A few weeks ago, I designed a new enclosure for the bottom half of the robot. I designed it for a CNC machine, since I was supposed to attend a CNC workshop in December. Of course, this was cancelled because of the pandemic, so I decided to 3D print it instead. Unfortunately, the part was too big and the print was estimated to take at least 12-15 hours. So the next step was to go back to my favourite prototyping tool - a laser cutter. I simplified the design so that I had four laser cut panels - one for each side (the top is covered by the navigation module panel, and the bottom is covered by the robot), and 3D printed parts to hold these four panels in place. The final 3D print took less than 3 hours, and after using a soldering iron to add threaded inserts, they were ready to go. Since the laser cutter at work cannot cut acrylic, I sent the parts to Snijlab.nl for manufacturing. The front and back panels were sent off first, while I was still designing the left and right panels. I am still waiting to receive the left/right panels, which will be sent to production after the holidays.
This done, I next moved on to the OAK-D IMU. Initially, I had thought of passing the output values through a filter to get rid of the noise, but turns out it wasn’t needed after all. The DepthAI API lets me access calibrated and gravity-compensated IMU values, so they are already filtered. I did however pass them through the robot_localization node with an Extended Kalman Filter for now. This does not provide any improvements, but when I fuse it with wheel odometry, I can just add that to the robot_localization parameters. About the wheel odometry, I was unable to fix the publisher from the Arduino.
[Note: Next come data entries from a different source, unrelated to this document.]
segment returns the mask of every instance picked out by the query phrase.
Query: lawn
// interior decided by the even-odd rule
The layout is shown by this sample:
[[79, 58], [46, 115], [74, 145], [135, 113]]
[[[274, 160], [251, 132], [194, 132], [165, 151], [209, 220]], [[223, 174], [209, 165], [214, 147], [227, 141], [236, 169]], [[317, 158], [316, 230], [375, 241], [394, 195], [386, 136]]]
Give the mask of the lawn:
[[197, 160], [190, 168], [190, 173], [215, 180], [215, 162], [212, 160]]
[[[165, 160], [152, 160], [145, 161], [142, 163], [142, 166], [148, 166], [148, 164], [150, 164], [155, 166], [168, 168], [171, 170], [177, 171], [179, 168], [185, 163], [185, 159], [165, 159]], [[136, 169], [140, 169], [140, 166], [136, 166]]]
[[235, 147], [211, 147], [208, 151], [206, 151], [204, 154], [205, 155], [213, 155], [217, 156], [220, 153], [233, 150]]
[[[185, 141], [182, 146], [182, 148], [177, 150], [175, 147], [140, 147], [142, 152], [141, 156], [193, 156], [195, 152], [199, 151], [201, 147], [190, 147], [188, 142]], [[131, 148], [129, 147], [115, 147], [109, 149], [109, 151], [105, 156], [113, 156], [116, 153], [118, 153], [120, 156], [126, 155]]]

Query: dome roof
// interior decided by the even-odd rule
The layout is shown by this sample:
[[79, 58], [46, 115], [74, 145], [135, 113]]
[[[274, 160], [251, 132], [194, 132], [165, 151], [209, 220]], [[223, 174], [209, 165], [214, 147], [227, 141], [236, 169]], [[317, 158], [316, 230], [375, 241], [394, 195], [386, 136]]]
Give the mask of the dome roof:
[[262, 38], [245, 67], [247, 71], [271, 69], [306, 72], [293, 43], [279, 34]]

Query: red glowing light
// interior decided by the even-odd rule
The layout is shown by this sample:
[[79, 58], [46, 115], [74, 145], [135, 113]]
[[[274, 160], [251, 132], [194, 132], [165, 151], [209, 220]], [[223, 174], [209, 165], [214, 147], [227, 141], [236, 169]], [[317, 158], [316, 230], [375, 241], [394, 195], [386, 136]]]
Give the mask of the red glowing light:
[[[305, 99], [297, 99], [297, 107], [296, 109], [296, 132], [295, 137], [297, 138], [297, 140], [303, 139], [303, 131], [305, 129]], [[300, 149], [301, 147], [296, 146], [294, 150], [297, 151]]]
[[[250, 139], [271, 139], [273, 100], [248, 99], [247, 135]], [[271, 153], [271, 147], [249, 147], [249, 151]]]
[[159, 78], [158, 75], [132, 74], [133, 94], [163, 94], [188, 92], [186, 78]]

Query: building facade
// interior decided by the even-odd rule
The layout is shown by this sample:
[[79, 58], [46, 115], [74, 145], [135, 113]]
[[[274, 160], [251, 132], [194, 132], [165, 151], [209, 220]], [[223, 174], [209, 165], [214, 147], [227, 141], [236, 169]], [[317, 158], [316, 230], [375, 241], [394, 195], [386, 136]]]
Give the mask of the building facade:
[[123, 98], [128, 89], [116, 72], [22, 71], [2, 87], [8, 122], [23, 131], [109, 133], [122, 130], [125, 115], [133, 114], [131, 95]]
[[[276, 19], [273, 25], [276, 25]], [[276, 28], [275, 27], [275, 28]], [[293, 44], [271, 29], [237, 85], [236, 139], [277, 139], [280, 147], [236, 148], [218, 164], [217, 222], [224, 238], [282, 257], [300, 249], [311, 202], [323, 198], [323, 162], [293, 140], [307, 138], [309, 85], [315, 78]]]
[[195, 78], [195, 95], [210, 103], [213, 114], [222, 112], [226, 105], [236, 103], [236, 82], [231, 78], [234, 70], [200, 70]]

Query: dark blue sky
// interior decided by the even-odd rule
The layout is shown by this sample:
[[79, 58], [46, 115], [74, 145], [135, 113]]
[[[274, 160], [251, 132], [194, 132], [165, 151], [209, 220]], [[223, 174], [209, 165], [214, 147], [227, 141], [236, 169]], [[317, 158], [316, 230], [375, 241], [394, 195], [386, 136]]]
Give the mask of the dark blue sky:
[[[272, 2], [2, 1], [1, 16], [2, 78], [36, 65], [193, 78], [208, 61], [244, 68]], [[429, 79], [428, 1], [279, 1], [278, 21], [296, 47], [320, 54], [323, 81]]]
I tried almost all combinations of buffer sizes and baud rates, but the publisher still has the same issue - it publishes messages for a while, then stops. I hope moving to ROS2 and microROS fixes this issue, but I also intend to use a Teensy instead (a potential PCB design project) sometime in the future. Teensies are much more powerful and should definitely be able to publish and subscribe to multiple nodes at the same time. In my current OAK-D node, I publish the RGB images, depth images and the IMU data, but as I’ve previously found out, I cannot run both this node and the navigation stack at the same time. It makes the entire system extremely slow. Now, since I want to use only the IMU with the navigation stack, I created another node for publishing IMU information only. This does not slow down the navigation processes, it should in fact improve navigation once the odometry and OAK-D IMU are fused and this is used to replace the T265 visual tracking. Then, the Visual SLAM can be implemented using RTABMap, DepthAI Feature Tracker, or other methods such as OrbSLAM3.
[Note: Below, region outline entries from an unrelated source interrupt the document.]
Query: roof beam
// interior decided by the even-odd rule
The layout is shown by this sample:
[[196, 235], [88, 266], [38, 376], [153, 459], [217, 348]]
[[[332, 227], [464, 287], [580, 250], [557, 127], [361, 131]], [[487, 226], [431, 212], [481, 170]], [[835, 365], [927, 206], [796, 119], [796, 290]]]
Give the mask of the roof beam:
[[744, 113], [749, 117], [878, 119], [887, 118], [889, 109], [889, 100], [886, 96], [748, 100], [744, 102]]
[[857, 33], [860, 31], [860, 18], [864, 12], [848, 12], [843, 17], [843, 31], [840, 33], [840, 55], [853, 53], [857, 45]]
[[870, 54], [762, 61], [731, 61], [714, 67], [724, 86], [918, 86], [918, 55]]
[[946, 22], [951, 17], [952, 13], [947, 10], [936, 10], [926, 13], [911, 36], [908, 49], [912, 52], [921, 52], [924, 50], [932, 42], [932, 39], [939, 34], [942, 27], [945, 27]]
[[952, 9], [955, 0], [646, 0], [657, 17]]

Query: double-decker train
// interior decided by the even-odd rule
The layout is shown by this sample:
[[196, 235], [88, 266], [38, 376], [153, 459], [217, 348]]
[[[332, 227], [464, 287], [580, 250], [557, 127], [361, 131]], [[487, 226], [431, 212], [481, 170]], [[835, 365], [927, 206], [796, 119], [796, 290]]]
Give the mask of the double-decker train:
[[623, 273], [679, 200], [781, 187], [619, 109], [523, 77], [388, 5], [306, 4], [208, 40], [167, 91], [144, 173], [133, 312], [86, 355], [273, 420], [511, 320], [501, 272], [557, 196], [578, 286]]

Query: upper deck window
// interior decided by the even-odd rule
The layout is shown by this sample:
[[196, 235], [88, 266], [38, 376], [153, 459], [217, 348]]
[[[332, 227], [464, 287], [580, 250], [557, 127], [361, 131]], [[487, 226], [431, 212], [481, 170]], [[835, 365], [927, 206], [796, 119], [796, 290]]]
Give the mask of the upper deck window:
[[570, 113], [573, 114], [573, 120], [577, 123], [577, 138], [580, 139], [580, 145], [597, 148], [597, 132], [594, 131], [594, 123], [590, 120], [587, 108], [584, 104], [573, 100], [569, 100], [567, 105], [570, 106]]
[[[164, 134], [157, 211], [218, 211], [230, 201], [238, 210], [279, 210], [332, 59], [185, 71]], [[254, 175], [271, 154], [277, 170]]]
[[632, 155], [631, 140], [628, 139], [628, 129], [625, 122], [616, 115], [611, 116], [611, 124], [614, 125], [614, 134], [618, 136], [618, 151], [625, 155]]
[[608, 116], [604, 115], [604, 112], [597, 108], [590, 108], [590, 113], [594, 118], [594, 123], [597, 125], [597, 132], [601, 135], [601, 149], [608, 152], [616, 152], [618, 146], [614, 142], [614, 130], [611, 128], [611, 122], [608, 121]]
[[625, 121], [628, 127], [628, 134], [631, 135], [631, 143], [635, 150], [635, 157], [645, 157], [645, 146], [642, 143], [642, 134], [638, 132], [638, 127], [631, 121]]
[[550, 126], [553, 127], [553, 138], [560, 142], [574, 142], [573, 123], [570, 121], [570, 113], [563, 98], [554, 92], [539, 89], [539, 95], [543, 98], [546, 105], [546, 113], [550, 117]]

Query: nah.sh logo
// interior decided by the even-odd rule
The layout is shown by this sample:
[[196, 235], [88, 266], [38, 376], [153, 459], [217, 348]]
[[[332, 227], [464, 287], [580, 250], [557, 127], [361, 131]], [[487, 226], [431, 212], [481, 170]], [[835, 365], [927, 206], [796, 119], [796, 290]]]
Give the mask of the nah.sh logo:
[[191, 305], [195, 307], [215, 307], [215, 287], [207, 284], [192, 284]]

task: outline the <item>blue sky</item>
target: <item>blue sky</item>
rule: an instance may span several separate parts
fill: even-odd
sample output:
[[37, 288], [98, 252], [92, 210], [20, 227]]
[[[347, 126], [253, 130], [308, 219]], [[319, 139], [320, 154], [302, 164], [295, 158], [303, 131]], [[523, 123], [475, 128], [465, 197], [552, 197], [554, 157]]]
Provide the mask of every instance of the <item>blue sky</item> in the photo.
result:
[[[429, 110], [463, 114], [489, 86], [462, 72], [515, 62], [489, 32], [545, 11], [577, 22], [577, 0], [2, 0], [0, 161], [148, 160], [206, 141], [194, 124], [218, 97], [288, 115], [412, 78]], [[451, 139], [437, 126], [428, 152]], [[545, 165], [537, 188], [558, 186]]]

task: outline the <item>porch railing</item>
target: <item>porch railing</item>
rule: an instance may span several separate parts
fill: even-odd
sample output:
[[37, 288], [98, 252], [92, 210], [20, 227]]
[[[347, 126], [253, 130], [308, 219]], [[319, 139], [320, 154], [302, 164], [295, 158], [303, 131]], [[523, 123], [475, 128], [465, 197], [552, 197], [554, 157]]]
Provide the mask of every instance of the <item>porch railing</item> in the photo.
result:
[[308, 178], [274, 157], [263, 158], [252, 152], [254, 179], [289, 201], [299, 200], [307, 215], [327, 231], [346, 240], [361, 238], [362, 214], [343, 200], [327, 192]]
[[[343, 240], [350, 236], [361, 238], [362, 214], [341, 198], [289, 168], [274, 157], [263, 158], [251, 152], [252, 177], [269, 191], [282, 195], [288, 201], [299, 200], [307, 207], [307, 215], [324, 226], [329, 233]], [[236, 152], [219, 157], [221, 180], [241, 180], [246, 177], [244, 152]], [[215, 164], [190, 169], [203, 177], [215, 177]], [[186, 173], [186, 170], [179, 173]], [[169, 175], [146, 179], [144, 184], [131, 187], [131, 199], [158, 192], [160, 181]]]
Next, I took my first real steps with the ROS2 porting. I installed ROS2 Galactic on my Raspberry Pi 4, and setup the ROS2 workspace and all necessary environment variables and aliases. I installed everything on root, but I’ve read that is much better to containerize different environments using Docker. I plan on attending a workshop conducted by my office and try this out on my Jetson Nano (which I use as a ROS ground station), where I cannot install ROS2 natively anyway. I then installed ROS1-2 bridge and setup a tutorial publisher/subscriber between ROS versions, which worked like a charm. I am slightly annoyed that the bridge does not allow you to see ROS1 topics under ros2 topic list, but I know people are working on it, perhaps this feature is implemented in future distributions of ROS2. For now, the bridge works, ROS1 messages are accessible by ROS2 nodes and vice versa. This means I can start porting things one by one to ROS2 without breaking the robot’s functionality.
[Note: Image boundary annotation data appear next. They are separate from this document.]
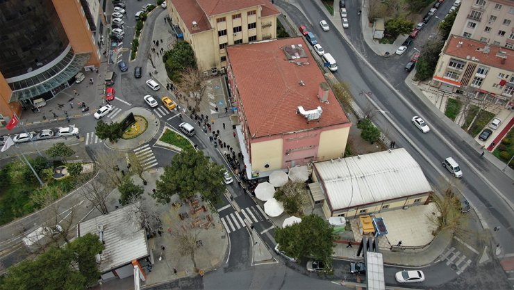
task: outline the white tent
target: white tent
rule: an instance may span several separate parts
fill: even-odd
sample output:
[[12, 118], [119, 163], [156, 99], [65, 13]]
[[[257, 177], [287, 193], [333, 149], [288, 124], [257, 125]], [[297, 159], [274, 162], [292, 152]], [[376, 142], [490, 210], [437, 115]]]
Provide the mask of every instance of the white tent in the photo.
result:
[[289, 178], [295, 182], [305, 182], [309, 178], [307, 166], [297, 166], [289, 170]]
[[275, 218], [284, 212], [284, 207], [282, 202], [272, 198], [264, 204], [264, 212], [268, 216]]
[[288, 225], [292, 225], [295, 223], [301, 222], [301, 218], [297, 218], [296, 216], [290, 216], [289, 218], [284, 220], [282, 223], [282, 227], [285, 227]]
[[270, 183], [280, 187], [288, 183], [288, 174], [281, 170], [275, 170], [270, 175]]
[[274, 194], [275, 187], [270, 182], [258, 184], [257, 187], [255, 188], [255, 196], [263, 202], [273, 198]]

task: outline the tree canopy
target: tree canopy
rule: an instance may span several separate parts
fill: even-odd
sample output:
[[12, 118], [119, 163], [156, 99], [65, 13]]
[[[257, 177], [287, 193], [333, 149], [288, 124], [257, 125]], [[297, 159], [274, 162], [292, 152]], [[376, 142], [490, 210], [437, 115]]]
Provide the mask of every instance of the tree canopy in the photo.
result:
[[225, 190], [223, 170], [202, 152], [186, 148], [173, 157], [171, 166], [165, 168], [152, 196], [158, 202], [166, 203], [174, 194], [184, 199], [199, 193], [215, 204]]
[[301, 223], [276, 229], [275, 240], [280, 250], [295, 259], [312, 257], [315, 259], [330, 261], [335, 235], [333, 227], [315, 214], [306, 216]]
[[95, 255], [104, 248], [98, 236], [88, 234], [64, 248], [52, 247], [35, 260], [9, 268], [1, 290], [84, 289], [100, 273]]

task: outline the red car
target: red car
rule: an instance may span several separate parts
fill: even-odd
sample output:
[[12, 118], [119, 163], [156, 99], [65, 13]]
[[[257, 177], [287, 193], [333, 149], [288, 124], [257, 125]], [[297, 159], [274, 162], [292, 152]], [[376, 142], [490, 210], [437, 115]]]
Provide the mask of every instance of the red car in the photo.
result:
[[301, 25], [299, 27], [298, 27], [298, 29], [300, 30], [300, 32], [301, 34], [305, 36], [309, 32], [307, 31], [307, 27], [305, 26], [305, 25]]
[[108, 101], [112, 101], [114, 99], [114, 88], [108, 87], [106, 89], [106, 99]]
[[420, 31], [419, 30], [414, 29], [413, 31], [413, 32], [411, 33], [411, 34], [409, 35], [409, 36], [411, 36], [413, 38], [415, 38], [416, 36], [417, 36], [417, 33], [420, 33]]

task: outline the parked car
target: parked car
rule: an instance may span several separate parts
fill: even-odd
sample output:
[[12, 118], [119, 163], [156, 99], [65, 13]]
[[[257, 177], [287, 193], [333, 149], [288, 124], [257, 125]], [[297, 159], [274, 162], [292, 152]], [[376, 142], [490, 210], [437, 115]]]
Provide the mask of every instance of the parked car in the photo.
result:
[[314, 45], [314, 50], [316, 51], [316, 54], [317, 54], [317, 55], [320, 56], [325, 54], [325, 51], [323, 50], [323, 47], [322, 47], [321, 45], [319, 43]]
[[406, 271], [397, 272], [395, 275], [399, 283], [419, 283], [425, 280], [425, 275], [421, 271]]
[[173, 110], [174, 108], [176, 108], [176, 104], [175, 104], [175, 102], [173, 102], [173, 100], [172, 100], [169, 97], [163, 97], [160, 100], [163, 101], [163, 104], [164, 104], [164, 106], [169, 110]]
[[134, 67], [134, 77], [136, 79], [141, 78], [142, 68], [141, 67]]
[[144, 100], [145, 103], [148, 104], [148, 106], [150, 106], [151, 108], [155, 108], [159, 105], [159, 103], [156, 101], [154, 97], [149, 95], [147, 95], [146, 96], [143, 97], [143, 99]]
[[100, 108], [97, 111], [97, 112], [94, 113], [94, 116], [95, 119], [100, 119], [101, 118], [105, 116], [106, 115], [108, 114], [109, 112], [113, 111], [113, 106], [110, 105], [105, 105], [103, 107]]
[[352, 261], [350, 263], [350, 273], [352, 274], [365, 274], [366, 264], [362, 261]]
[[80, 130], [75, 126], [60, 127], [57, 128], [58, 137], [66, 137], [69, 136], [77, 136]]
[[498, 129], [498, 127], [499, 127], [499, 124], [501, 124], [501, 120], [497, 118], [495, 118], [492, 119], [492, 121], [491, 121], [490, 123], [489, 123], [489, 128], [496, 130]]
[[307, 27], [306, 27], [304, 25], [300, 25], [298, 26], [298, 29], [300, 31], [300, 33], [302, 35], [305, 36], [308, 33], [308, 31], [307, 31]]
[[126, 63], [125, 63], [125, 62], [123, 61], [118, 63], [118, 67], [119, 67], [119, 70], [121, 70], [122, 72], [126, 72], [127, 70], [128, 70], [128, 67], [126, 66]]
[[417, 127], [423, 133], [427, 133], [430, 131], [429, 125], [426, 124], [424, 120], [419, 116], [414, 116], [411, 120], [414, 126]]
[[34, 134], [32, 133], [20, 133], [15, 135], [13, 138], [13, 140], [15, 141], [15, 143], [23, 143], [30, 141], [32, 140], [33, 136]]
[[489, 137], [490, 137], [492, 134], [492, 130], [490, 129], [484, 129], [483, 131], [482, 131], [482, 134], [479, 136], [479, 139], [482, 141], [486, 141], [487, 139], [489, 139]]
[[113, 87], [107, 87], [106, 89], [106, 99], [108, 101], [112, 101], [115, 98], [115, 90]]
[[320, 25], [322, 26], [322, 29], [323, 29], [323, 31], [328, 31], [330, 30], [330, 26], [329, 26], [329, 24], [326, 23], [326, 22], [324, 20], [320, 21]]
Finally, it was time to take some time off for Christmas, finish things up with the robot and then head off to Italy to spend the New Years. But thanks to Omicron, this trip had to be cancelled, and a lockdown was announced in the Netherlands till the middle of January 2022. While I was downloading games and making a list of movies to watch, I also found a 12V/3A wireless charging module and ordered it. I’ve always wanted to build a docking station for the AKROS robot, wireless charging is probably the easiest way to do this, since I dont need to design or add latching mechanism for a wired power connection. All I need to do now is build a plate on the bottom of the robot where the receiver module can be mounted and this can be wired to the UPS/battery on the robot. I already have a spare blank base-plate template, which I attached to the bottom of the robot, which I will use to prototype the bottom plate once the wireless charging module arrives. Now, after the cancelled plans, I will have enough time to design the parts during my holidays and then get them printed at work in the first week of January. So at least there is a silver lining to all this.
So, for the next few weeks, my job is quite limited and easy - wait for the side panels from Snijlab and then assemble it onto the robot, play with the wireless charger and design mounts for it, then 3D print and attach to the robot. I also will write another post in January about all the progress I did in 2021, and my plans for the 2022..I do have some big things lined up.